米国疾病予防管理センター(CDC)のデータとして、米国では死亡者の約8分の1(12.5%)が心不全を原因とするという。心機能低下のサインで、肺に過剰な体液が貯留する「肺水腫」は、治療方針の判断材料として用いられる。日常診療では肺水腫のレベルをX線画像から判断する事が多く、その特徴の捉え方に一定の基準が求められていた。
マサチューセッツ工科大学のコンピュータサイエンス・人工知能研究所(MIT CSAIL)のニュースリリースによると、同研究所のグループが開発した機械学習モデルは、X線画像から肺水腫のレベルを0(healthy)から3(very, very bad)まで4段階に定量できる。このシステムは30万枚以上のX線画像からだけでなく、放射線科医によるテキストでの報告書データからも学習が行われており、肺水腫を正確に説明するラベルが少ない中でも良く機能しているという。
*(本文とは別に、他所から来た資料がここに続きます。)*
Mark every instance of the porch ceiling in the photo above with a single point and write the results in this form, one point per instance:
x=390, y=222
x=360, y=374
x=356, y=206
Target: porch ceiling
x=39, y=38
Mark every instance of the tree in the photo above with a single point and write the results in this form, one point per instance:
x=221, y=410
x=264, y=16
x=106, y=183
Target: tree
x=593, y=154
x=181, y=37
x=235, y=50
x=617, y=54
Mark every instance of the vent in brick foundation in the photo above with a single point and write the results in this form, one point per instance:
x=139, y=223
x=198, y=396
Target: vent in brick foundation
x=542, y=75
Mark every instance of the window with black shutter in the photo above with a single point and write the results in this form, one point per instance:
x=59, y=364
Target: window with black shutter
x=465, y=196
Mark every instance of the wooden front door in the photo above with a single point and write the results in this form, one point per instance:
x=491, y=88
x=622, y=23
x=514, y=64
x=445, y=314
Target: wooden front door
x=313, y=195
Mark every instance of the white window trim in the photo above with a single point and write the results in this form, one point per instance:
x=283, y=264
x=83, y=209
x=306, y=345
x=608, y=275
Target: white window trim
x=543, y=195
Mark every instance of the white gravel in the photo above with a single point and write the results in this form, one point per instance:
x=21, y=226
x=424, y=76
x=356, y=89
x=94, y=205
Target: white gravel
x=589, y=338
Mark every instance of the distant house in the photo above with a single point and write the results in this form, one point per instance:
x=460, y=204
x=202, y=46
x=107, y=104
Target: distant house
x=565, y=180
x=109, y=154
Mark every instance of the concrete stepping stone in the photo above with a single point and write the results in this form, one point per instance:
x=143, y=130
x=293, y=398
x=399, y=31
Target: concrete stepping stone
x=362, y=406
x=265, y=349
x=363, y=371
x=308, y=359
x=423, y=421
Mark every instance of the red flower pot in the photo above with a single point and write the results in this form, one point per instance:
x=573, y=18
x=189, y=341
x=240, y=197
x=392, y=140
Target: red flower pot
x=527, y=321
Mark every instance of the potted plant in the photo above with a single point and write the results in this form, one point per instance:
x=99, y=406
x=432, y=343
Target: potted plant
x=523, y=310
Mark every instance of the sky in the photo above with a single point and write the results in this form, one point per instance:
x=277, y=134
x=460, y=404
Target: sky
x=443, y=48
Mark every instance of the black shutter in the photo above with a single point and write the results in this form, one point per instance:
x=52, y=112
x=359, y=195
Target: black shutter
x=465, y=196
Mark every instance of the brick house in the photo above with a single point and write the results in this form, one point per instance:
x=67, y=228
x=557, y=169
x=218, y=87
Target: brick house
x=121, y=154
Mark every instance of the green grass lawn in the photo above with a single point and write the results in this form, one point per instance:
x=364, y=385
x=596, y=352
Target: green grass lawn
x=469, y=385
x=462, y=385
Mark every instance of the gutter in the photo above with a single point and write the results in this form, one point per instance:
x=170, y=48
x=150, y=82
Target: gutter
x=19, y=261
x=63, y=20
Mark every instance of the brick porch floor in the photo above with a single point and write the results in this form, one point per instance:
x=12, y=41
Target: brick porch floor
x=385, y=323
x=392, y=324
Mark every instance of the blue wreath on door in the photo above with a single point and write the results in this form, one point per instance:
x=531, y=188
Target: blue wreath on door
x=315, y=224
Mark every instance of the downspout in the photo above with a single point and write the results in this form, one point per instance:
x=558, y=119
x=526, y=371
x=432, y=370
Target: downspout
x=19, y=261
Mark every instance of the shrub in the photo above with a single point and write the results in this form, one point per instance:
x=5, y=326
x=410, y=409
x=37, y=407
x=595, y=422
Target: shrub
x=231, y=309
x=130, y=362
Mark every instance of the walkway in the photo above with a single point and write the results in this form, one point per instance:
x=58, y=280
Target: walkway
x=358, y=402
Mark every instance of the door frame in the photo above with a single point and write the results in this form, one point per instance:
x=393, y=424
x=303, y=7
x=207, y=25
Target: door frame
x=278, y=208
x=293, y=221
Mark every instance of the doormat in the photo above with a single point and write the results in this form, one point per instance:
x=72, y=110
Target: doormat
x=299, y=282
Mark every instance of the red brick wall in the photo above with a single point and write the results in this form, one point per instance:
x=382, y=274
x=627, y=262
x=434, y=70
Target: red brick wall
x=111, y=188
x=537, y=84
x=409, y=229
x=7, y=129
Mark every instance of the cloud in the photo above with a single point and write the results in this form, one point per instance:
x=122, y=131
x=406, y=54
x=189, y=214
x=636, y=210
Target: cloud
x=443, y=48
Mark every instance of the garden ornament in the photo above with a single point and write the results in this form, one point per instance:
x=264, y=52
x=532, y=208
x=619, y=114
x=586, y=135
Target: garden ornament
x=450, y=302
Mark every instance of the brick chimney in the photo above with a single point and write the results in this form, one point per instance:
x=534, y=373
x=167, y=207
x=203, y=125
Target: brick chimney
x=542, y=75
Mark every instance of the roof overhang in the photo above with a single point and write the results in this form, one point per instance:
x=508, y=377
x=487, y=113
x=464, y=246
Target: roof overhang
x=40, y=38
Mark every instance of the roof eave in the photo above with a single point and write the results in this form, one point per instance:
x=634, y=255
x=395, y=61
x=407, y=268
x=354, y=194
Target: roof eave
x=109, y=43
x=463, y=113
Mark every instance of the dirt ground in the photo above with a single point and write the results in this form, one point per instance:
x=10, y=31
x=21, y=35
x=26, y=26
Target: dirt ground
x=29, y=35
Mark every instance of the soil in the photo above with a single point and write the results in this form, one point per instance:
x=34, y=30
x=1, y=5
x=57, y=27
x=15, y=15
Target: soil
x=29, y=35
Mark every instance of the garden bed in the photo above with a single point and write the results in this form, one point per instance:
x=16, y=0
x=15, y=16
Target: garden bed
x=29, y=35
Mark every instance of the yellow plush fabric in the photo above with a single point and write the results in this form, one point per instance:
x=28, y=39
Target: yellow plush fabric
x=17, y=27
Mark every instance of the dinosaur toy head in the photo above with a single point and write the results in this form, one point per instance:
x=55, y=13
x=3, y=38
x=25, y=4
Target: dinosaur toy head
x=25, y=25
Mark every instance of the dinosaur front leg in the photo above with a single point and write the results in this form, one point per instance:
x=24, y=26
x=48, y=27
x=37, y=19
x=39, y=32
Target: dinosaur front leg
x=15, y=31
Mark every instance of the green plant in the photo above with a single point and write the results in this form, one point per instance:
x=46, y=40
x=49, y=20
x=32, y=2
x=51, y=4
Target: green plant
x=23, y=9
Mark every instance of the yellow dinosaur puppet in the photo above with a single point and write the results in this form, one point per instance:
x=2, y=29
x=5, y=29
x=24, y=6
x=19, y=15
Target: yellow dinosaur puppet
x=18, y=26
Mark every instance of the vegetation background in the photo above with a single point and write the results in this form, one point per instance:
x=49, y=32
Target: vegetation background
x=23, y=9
同モデルはGitHubに公開されており、開発者のひとりLiao氏は、同分野の機械学習開発でベンチマークとなることを願う。今秋からフィリップス社とBeth Israel Deaconess Medical Centerの救急医療室の協力のもと、同施設のワークフローに開発モデルが統合され運用が進む予定である。肺水腫の定量は心不全のみならず、敗血症や腎不全のような浮腫と強く関連した疾患の管理にも役立つと期待されている。